Economic and social inflation have become major talking points for many in the insurance market in recent times. Whilst economists are predicting an inflationary spike in 2022, and a reduction in inflation thereafter, Lloyd’s are putting pressure on the market to consider the inflationary impact on their book and has implemented more rigorous measures in the 2023 business plan to show explicit and relevant inflation assumptions in addition to exposure and market related rate change, and any changes in the view of risk.
Firstly, it is important to set out the two types of inflation that underwriters are currently concerned about.
- Economic inflation – the increase in the price of something over time
- Social inflation –rising litigation costs and new areas of perceived coverage and the impact on insurers’ claim pay-outs.
Whether it be a result of recent global events causing resource shortage and driving a demand surge in prices, or more expensive, rigorous techniques being used, goods and services are increasing in price.
There are several ways inflation can impact (re)insurers, which could lead to a knock-on effect on insurance premiums:
- Rising cost of claims can erode underwriting profit
- Increase liability through reserve deterioration
- Increase reinsurer’s own reinsurance costs
- Value of investments may fall, reducing available capital
These concerns raise a number of key questions.
- By how much are prices increasing and are insurance claims increasing to the same extent?
- For how long will this level of inflationary pressure continue?
As may be expected, the answers to these questions are not simple. However, with quality claims data being recorded throughout the marine industry, inflationary trends can be more easily analysed and identified by categorising claims by loss type and size.
Analysis of each claim can be split out into ‘heads of damage’ that contribute to each event as it is likely that different components of a loss are impacted by inflation to differing extents. Losses, when broken down into broad risk categories, can be projected to ultimate and an annual increase in average cost per claim calculated to establish a trend over time to ascertain whether claims are in fact increasing in cost and therefore if there is an inflationary factor that should be applied. This method has limits as there may be other factors driving the increasing average severity beyond that of inflation.
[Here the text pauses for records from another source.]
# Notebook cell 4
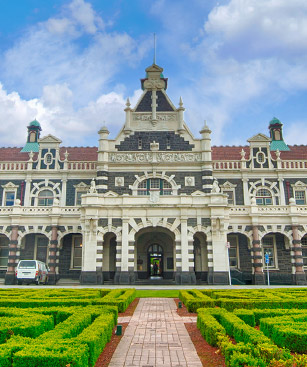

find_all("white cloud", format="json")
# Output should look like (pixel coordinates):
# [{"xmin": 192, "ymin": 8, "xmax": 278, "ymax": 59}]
[
  {"xmin": 0, "ymin": 82, "xmax": 142, "ymax": 147},
  {"xmin": 205, "ymin": 0, "xmax": 307, "ymax": 58},
  {"xmin": 0, "ymin": 0, "xmax": 149, "ymax": 104}
]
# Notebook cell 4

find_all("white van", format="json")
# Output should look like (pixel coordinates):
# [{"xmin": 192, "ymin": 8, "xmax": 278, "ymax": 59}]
[{"xmin": 16, "ymin": 260, "xmax": 49, "ymax": 285}]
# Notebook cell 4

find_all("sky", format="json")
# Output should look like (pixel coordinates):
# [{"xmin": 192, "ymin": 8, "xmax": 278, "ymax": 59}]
[{"xmin": 0, "ymin": 0, "xmax": 307, "ymax": 148}]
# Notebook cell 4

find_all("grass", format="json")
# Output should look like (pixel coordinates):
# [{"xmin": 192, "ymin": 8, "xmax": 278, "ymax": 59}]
[{"xmin": 135, "ymin": 289, "xmax": 179, "ymax": 298}]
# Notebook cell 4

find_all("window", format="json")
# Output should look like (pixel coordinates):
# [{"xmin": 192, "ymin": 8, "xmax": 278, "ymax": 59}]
[
  {"xmin": 227, "ymin": 236, "xmax": 239, "ymax": 268},
  {"xmin": 44, "ymin": 153, "xmax": 53, "ymax": 165},
  {"xmin": 38, "ymin": 190, "xmax": 54, "ymax": 206},
  {"xmin": 0, "ymin": 236, "xmax": 9, "ymax": 267},
  {"xmin": 224, "ymin": 190, "xmax": 234, "ymax": 205},
  {"xmin": 137, "ymin": 179, "xmax": 172, "ymax": 196},
  {"xmin": 4, "ymin": 192, "xmax": 15, "ymax": 206},
  {"xmin": 35, "ymin": 236, "xmax": 48, "ymax": 263},
  {"xmin": 256, "ymin": 189, "xmax": 272, "ymax": 205},
  {"xmin": 302, "ymin": 236, "xmax": 307, "ymax": 268},
  {"xmin": 71, "ymin": 236, "xmax": 82, "ymax": 269},
  {"xmin": 257, "ymin": 152, "xmax": 265, "ymax": 163},
  {"xmin": 262, "ymin": 236, "xmax": 277, "ymax": 268},
  {"xmin": 295, "ymin": 190, "xmax": 306, "ymax": 205},
  {"xmin": 166, "ymin": 136, "xmax": 171, "ymax": 149},
  {"xmin": 76, "ymin": 191, "xmax": 87, "ymax": 206}
]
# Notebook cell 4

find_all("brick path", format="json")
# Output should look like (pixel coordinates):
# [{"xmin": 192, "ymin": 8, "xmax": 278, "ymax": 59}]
[{"xmin": 109, "ymin": 298, "xmax": 202, "ymax": 367}]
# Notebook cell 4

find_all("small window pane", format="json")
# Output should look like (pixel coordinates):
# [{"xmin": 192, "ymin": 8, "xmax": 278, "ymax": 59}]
[
  {"xmin": 5, "ymin": 192, "xmax": 15, "ymax": 206},
  {"xmin": 38, "ymin": 190, "xmax": 54, "ymax": 206},
  {"xmin": 295, "ymin": 191, "xmax": 306, "ymax": 205}
]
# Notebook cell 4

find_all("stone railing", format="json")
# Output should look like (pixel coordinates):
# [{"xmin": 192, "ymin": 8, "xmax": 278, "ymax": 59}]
[
  {"xmin": 280, "ymin": 161, "xmax": 307, "ymax": 169},
  {"xmin": 0, "ymin": 206, "xmax": 81, "ymax": 216},
  {"xmin": 67, "ymin": 161, "xmax": 97, "ymax": 170},
  {"xmin": 0, "ymin": 162, "xmax": 28, "ymax": 171},
  {"xmin": 213, "ymin": 161, "xmax": 242, "ymax": 170}
]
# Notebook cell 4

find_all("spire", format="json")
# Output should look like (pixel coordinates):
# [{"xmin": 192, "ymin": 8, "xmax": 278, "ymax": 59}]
[{"xmin": 153, "ymin": 33, "xmax": 156, "ymax": 65}]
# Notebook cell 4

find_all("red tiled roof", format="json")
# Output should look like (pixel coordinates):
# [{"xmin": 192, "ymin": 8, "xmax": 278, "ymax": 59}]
[
  {"xmin": 212, "ymin": 146, "xmax": 250, "ymax": 160},
  {"xmin": 0, "ymin": 145, "xmax": 307, "ymax": 162},
  {"xmin": 60, "ymin": 147, "xmax": 98, "ymax": 161}
]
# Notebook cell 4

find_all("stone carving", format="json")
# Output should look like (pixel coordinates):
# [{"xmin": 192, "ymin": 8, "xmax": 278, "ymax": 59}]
[
  {"xmin": 143, "ymin": 79, "xmax": 165, "ymax": 90},
  {"xmin": 89, "ymin": 178, "xmax": 97, "ymax": 193},
  {"xmin": 149, "ymin": 191, "xmax": 160, "ymax": 203},
  {"xmin": 133, "ymin": 113, "xmax": 176, "ymax": 122},
  {"xmin": 212, "ymin": 178, "xmax": 220, "ymax": 193},
  {"xmin": 109, "ymin": 152, "xmax": 201, "ymax": 163},
  {"xmin": 185, "ymin": 177, "xmax": 195, "ymax": 186},
  {"xmin": 115, "ymin": 177, "xmax": 124, "ymax": 187}
]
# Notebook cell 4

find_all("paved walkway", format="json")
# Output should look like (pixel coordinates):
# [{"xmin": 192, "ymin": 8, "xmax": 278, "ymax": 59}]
[{"xmin": 109, "ymin": 298, "xmax": 202, "ymax": 367}]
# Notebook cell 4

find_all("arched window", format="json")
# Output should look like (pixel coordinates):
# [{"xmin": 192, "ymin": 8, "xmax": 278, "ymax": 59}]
[
  {"xmin": 256, "ymin": 189, "xmax": 272, "ymax": 205},
  {"xmin": 137, "ymin": 178, "xmax": 172, "ymax": 196},
  {"xmin": 38, "ymin": 190, "xmax": 54, "ymax": 206}
]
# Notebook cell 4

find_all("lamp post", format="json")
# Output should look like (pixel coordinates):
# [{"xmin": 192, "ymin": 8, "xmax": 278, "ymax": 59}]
[
  {"xmin": 226, "ymin": 242, "xmax": 232, "ymax": 286},
  {"xmin": 265, "ymin": 252, "xmax": 270, "ymax": 286}
]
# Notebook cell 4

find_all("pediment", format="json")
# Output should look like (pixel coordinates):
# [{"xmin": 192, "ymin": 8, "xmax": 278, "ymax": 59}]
[
  {"xmin": 145, "ymin": 64, "xmax": 163, "ymax": 73},
  {"xmin": 1, "ymin": 182, "xmax": 19, "ymax": 189},
  {"xmin": 74, "ymin": 182, "xmax": 90, "ymax": 189},
  {"xmin": 220, "ymin": 181, "xmax": 237, "ymax": 189},
  {"xmin": 191, "ymin": 190, "xmax": 206, "ymax": 197},
  {"xmin": 103, "ymin": 191, "xmax": 119, "ymax": 197},
  {"xmin": 247, "ymin": 133, "xmax": 271, "ymax": 143},
  {"xmin": 291, "ymin": 181, "xmax": 307, "ymax": 188},
  {"xmin": 38, "ymin": 134, "xmax": 62, "ymax": 144}
]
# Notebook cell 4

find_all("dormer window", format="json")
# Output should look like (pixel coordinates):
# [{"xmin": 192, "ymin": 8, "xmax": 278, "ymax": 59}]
[{"xmin": 257, "ymin": 152, "xmax": 265, "ymax": 163}]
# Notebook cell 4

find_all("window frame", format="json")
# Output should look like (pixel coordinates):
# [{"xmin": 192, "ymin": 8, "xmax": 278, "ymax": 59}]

Understanding changes to underlying exposure, coverage, and risk adjustment is essential to isolate the impact of inflation alone in the analysis. In completing this exercise, it has been observed that inflationary effects are generally more clearly seen at an attritional level, whilst larger claims are showing more volatile inflationary changes. It is difficult to identify a clear trend in ‘social’ inflation as increases in large losses are inconsistent and each claim is completely unique, with a multitude of factors contributing to the total loss cost (jurisdiction, loss location, loss type, legislation, social media, time of year loss occurs to name but a few).
While the insurance market sentiment suggests the average inflationary rate from 2022 onwards will be higher than the preceding years, preliminary analysis has found that the observed data has not yet shown this inflation in (re)insurance claim cost increases. Perhaps the reason for this is that retentions levels are increasing in line with inflation and thus cancelling out the expected increase at the attritional level. Or perhaps it is because the contract values of many risks have been pre-agreed in advance of the recent change in inflationary pressure. Another explanation may be that it is too soon to tell. Given this continued uncertainty, monitoring of losses will be important over the next 24 months as the market moves through further uncertainty.
The recent inflationary trends are, as the name suggests, recent. They should not be reflected in a review of historical annual inflation pre-2021. At Miller, we use our strong actuarial capabilities to argue that a tailored indexation approach i.e. taking a different view for each historical year, is more appropriate when inflating claims. Instead of applying a fixed annual inflation assumption when inflation-adjusting historical losses for analysis of the forthcoming (re)insurance year. This is important because the method chosen has significant impact on underwriters’ judgement of a client’s historical loss record.
Furthermore, open claims have an inflationary element built into the ultimate settlement, so a more nuanced analysis will look at the date an historical claim is closed.
The graph and table below show the impact of applying a fixed annual inflation rate to historical losses, versus applying a more tailored inflationary index.
In conclusion, while inflation is a highly topical subject, general economic indicators of inflation (e.g., CPI or the retail price index) do not always directly feed into changing claims costs, it is very much business / product line dependant. Miller has worked with a number of clients in this area, to understand whether they have seen inflation in their portfolio yet and there is currently not enough evidence to show that insurance losses are increasing to the same extent as consumer goods and services costs are increasing.
Additionally, in relation to social inflation, factors driving up claims costs can be unrelated to the general economic environment. The main drivers of social inflation recently, have been the legislative and litigation developments that impact insurers’ legal liabilities and claims costs, particularly in U.S. casualty / personal injury insurance.
These trends suggest that (re)insurers should focus analysis on inflationary changes specific to the business written at the portfolio level, rather than take a broad-brush approach based on generic benchmarks.
Many markets have taken a view on 2022 inflation and beyond. At Miller, we are monitoring the inflationary developments closely. We believe that observing the actual versus expected loss severity by loss type and size will be essential to refine modelling and reserving to reflect true observed inflationary trends most accurately beyond 2022.